Esta norma parece querer decir que los nuevos criterios del artículo 4.1.a) del proyecto (relativos a que, de los ocho vocales "externos" a la Administración tributaria, cuatro procederán del mundo académico y cuatro del ámbito tributario) no serán de aplicación sino a partir del primer nombramiento que se produzca según la vigente normativa. Esta es la regla general de toda entrada en vigor temporal de una norma: que se aplica a los supuestos de hecho que acaezcan tras dicha entrada en vigor, sin que resulte de aplicación a los producidos con anterioridad ni tampoco a aquellos que tengan lugar una vez cesada la eficacia de la norma (sin retroactividad ni ultraactividad, en principio). De ser éste el sentido, la norma resultaría obvia y podría en consecuencia suprimirse.
Otros aspectos formales
Pudiera mejorarse la redacción del preámbulo en determinadas expresiones demasiado coloquiales ("recibir un espaldarazo por parte del legislador") o imprecisas ("reconoce su independencia como órgano": mejor, su independencia funcional, como se ha visto). También cabe hacer más precisas las numerosas remisiones a preceptos de este reglamento, expresión esta que no suele añadirse.
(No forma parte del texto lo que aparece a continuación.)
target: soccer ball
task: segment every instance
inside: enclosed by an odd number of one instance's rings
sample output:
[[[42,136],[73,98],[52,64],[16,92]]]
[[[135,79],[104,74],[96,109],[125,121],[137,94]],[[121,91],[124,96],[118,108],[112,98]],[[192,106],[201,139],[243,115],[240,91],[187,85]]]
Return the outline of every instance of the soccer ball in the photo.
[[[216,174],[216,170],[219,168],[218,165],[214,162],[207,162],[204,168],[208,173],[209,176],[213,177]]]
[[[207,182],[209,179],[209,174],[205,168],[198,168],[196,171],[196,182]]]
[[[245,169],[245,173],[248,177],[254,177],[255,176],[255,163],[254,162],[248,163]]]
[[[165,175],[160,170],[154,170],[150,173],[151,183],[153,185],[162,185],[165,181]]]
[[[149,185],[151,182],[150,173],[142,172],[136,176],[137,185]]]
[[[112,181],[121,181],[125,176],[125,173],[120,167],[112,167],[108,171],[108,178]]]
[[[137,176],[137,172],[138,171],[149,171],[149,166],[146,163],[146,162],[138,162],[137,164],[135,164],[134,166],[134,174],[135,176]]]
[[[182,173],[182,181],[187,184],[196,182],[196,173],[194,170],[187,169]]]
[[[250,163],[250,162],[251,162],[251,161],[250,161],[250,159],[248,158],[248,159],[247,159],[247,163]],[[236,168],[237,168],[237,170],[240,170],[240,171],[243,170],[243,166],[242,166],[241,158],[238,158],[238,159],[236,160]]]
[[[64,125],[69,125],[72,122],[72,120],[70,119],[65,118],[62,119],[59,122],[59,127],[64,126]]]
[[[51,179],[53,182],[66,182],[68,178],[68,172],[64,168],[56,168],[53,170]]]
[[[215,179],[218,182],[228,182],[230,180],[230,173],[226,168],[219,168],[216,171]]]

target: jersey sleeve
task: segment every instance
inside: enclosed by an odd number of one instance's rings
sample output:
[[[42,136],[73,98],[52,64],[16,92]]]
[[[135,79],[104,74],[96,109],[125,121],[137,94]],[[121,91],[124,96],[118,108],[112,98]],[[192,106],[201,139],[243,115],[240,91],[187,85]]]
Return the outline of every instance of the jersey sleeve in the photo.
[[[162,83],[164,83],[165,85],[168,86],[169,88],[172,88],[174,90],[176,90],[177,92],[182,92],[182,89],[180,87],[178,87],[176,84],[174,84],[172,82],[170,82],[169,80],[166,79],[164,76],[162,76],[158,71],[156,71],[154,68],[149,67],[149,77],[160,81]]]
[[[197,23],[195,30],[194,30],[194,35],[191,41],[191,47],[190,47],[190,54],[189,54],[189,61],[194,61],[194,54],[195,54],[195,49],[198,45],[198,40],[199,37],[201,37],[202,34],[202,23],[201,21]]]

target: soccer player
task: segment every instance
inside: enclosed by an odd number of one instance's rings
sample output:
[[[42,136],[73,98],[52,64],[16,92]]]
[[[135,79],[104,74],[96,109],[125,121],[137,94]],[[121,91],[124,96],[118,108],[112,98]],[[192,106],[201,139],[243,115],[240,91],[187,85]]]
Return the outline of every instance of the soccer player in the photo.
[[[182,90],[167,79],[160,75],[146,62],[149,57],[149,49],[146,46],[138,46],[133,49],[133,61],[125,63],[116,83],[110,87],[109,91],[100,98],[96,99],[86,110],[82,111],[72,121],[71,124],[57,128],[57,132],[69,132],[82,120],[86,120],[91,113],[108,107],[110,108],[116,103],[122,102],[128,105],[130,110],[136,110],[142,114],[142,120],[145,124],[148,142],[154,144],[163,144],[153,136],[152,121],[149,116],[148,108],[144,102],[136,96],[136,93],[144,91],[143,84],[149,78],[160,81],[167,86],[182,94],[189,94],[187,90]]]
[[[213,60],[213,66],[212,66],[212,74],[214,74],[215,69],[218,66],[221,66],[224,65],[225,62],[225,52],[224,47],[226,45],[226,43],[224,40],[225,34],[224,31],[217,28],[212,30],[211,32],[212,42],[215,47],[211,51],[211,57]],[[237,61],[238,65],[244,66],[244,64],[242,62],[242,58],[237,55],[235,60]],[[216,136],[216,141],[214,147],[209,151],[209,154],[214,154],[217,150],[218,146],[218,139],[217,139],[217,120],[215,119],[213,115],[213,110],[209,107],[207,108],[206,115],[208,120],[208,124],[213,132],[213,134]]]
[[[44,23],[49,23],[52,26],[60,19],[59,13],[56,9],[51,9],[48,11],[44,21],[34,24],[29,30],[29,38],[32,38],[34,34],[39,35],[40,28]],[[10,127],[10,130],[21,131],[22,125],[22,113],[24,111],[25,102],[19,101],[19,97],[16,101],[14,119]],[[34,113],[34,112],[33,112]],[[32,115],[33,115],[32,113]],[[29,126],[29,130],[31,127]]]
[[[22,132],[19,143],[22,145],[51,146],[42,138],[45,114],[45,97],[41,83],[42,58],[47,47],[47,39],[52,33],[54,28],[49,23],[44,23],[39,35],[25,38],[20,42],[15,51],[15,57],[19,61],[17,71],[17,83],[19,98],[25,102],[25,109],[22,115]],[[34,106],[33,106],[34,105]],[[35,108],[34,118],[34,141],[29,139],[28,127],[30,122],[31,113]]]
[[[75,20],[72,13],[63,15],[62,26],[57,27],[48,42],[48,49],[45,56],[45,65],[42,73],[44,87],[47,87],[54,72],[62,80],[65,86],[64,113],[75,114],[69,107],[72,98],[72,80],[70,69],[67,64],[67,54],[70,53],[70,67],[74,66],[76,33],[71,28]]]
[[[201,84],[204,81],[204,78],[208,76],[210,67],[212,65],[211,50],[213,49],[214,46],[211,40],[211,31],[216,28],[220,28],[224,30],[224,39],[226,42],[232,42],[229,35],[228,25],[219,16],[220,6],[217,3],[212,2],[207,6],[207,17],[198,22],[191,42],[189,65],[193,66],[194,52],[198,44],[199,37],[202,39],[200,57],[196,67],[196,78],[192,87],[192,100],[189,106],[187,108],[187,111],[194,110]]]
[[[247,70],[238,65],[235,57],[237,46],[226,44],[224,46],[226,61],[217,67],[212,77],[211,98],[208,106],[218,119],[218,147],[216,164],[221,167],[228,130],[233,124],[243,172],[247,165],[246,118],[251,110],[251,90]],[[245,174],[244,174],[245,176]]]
En mérito de lo expuesto, el Consejo de Estado es de dictamen:
Que, una vez consideradas las observaciones formuladas en el cuerpo del presente dictamen, puede someterse al Consejo de Ministros para su aprobación el proyecto de Real Decreto por el que se regula el Consejo para la Defensa del Contribuyente."
V. E., no obstante, resolverá lo que estime más acertado.
Madrid, 15 de octubre de 2009
EL SECRETARIO GENERAL,
EL PRESIDENTE,
EXCMA. SRA. VICEPRESIDENTA SEGUNDA DEL GOBIERNO Y MINISTRA DE ECONOMÍA Y HACIENDA.